Quid de la pratique ? En dépit de la confrontation avec le réel, l’Occident a toujours les yeux de Chimène pour le rêve américain. Et, les exemples ne manquent pas. Alors que certains avaient jugé l’OTAN « en état de mort cérébrale » (Emmanuel Macron, 3 décembre 2019), la guerre russo-ukrainienne la réveille, en en faisant un instrument de puissance, d’influence sur le reste du monde. À Bruxelles, les « alliés » de Washington jouant le rôle d’idiots utiles. Les États-Unis s’évertuent à mettre en place une sorte d’OTAN asiatique à travers plusieurs formations à vocation sécuritaire : Quad (États-Unis, Inde, Japon, Australie), Aukus (États-Unis, Royaume-Uni, Australie), Chips sur le marché des semi-conducteurs (États-Unis, Taïwan, Corée du Sud, Japon), alliance tripartite à l’issue du sommet de Camp David (États-Unis, Japon, Corée du Sud). L’Amérique impériale entend diriger le monde selon son bon vouloir. L’ONU est réduite à l’impuissance face à l’approfondissement du désordre international (conflit Israël-Palestine, plus récemment). L’Union européenne préfère s’élargir que s’approfondir. Le bloc occidental (une cinquantaine de pays) pratique l’alignement quasi-systématique sur les positions américaines. Mais cela ne va sans entraîner une forme de ressentiment contre ce bloc impérial alors que les défis, que le Nord doit relever, sont immenses et de toutes natures : politiques, diplomatiques, économiques, sécuritaires, climatiques, migratoires, technologiques …

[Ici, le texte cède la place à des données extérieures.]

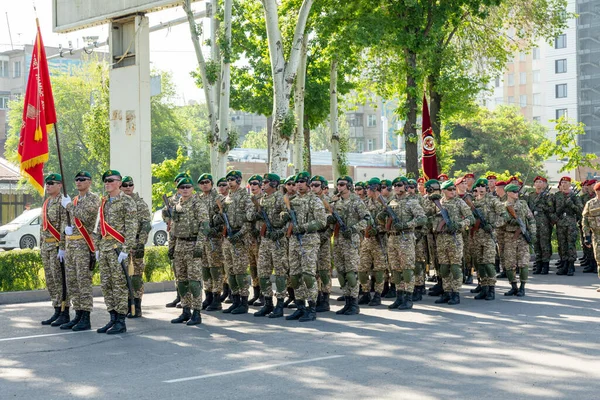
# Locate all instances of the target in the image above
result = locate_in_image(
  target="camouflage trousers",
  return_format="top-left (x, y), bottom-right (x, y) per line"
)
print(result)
top-left (534, 216), bottom-right (553, 263)
top-left (415, 232), bottom-right (428, 286)
top-left (556, 222), bottom-right (578, 263)
top-left (174, 239), bottom-right (203, 309)
top-left (462, 229), bottom-right (474, 274)
top-left (257, 236), bottom-right (288, 299)
top-left (98, 245), bottom-right (128, 315)
top-left (470, 229), bottom-right (497, 286)
top-left (41, 244), bottom-right (69, 308)
top-left (65, 238), bottom-right (93, 312)
top-left (387, 231), bottom-right (416, 294)
top-left (358, 236), bottom-right (387, 294)
top-left (427, 233), bottom-right (439, 275)
top-left (496, 228), bottom-right (507, 271)
top-left (289, 233), bottom-right (319, 302)
top-left (248, 235), bottom-right (260, 287)
top-left (201, 237), bottom-right (224, 294)
top-left (131, 256), bottom-right (145, 299)
top-left (582, 224), bottom-right (595, 263)
top-left (222, 235), bottom-right (249, 297)
top-left (333, 234), bottom-right (361, 298)
top-left (436, 232), bottom-right (463, 292)
top-left (590, 232), bottom-right (600, 279)
top-left (316, 231), bottom-right (332, 294)
top-left (502, 230), bottom-right (529, 283)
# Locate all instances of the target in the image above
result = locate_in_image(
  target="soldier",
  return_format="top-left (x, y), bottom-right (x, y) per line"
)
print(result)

L’Occident redoute de voir se forger une alliance remettant en cause l’ordre mondial existant mais surtout sa prééminence dans un climat de « dissensus idéologique » (Gilles Andréani).
LE SUD-EST COMPLIQUÉ AVEC DES IDEÉS SIMPLES
Que représente ce « Sud global » ? L’impact de la guerre en Ukraine se fait sentir partout dans le monde. Sous l’influence de la Chine (qui a inversé le rapport de force avec la Russie), le groupe des BRICS (né en 2003 à la faveur de la guerre en Irak sous l’impulsion du Brésil) passe en mode offensif. Il cherche à élargir son influence afin de faire pendant au bloc occidental. À titre indicatif, Pékin veut faire des BRICS (groupe informel de cinq grandes nations émergentes : Brésil, Russie, Inde, Chine, Afrique du Sud) un rival du G7. Une vingtaine de candidats souhaitaient rejoindre le groupe. Six sont retenus lors du sommet de Johannesburg de 2023 : Égypte, Arabie saoudite, Émirats arabes unis, Iran, Argentine, Éthiopie. Ils sont désormais onze et représentent 36% du PIB global et 40% de la population mondiale. Leurs revendications identitaires ne sauraient être ignorées. Ce groupe est de plus en plus courtisé. Même si ses membres entretiennent des rapports différents avec l’Occident et certains ne veulent pas entrer en conflit avec ce dernier (pluri-alignement), ils restent relativement soudés sur la question ukrainienne et palestinienne.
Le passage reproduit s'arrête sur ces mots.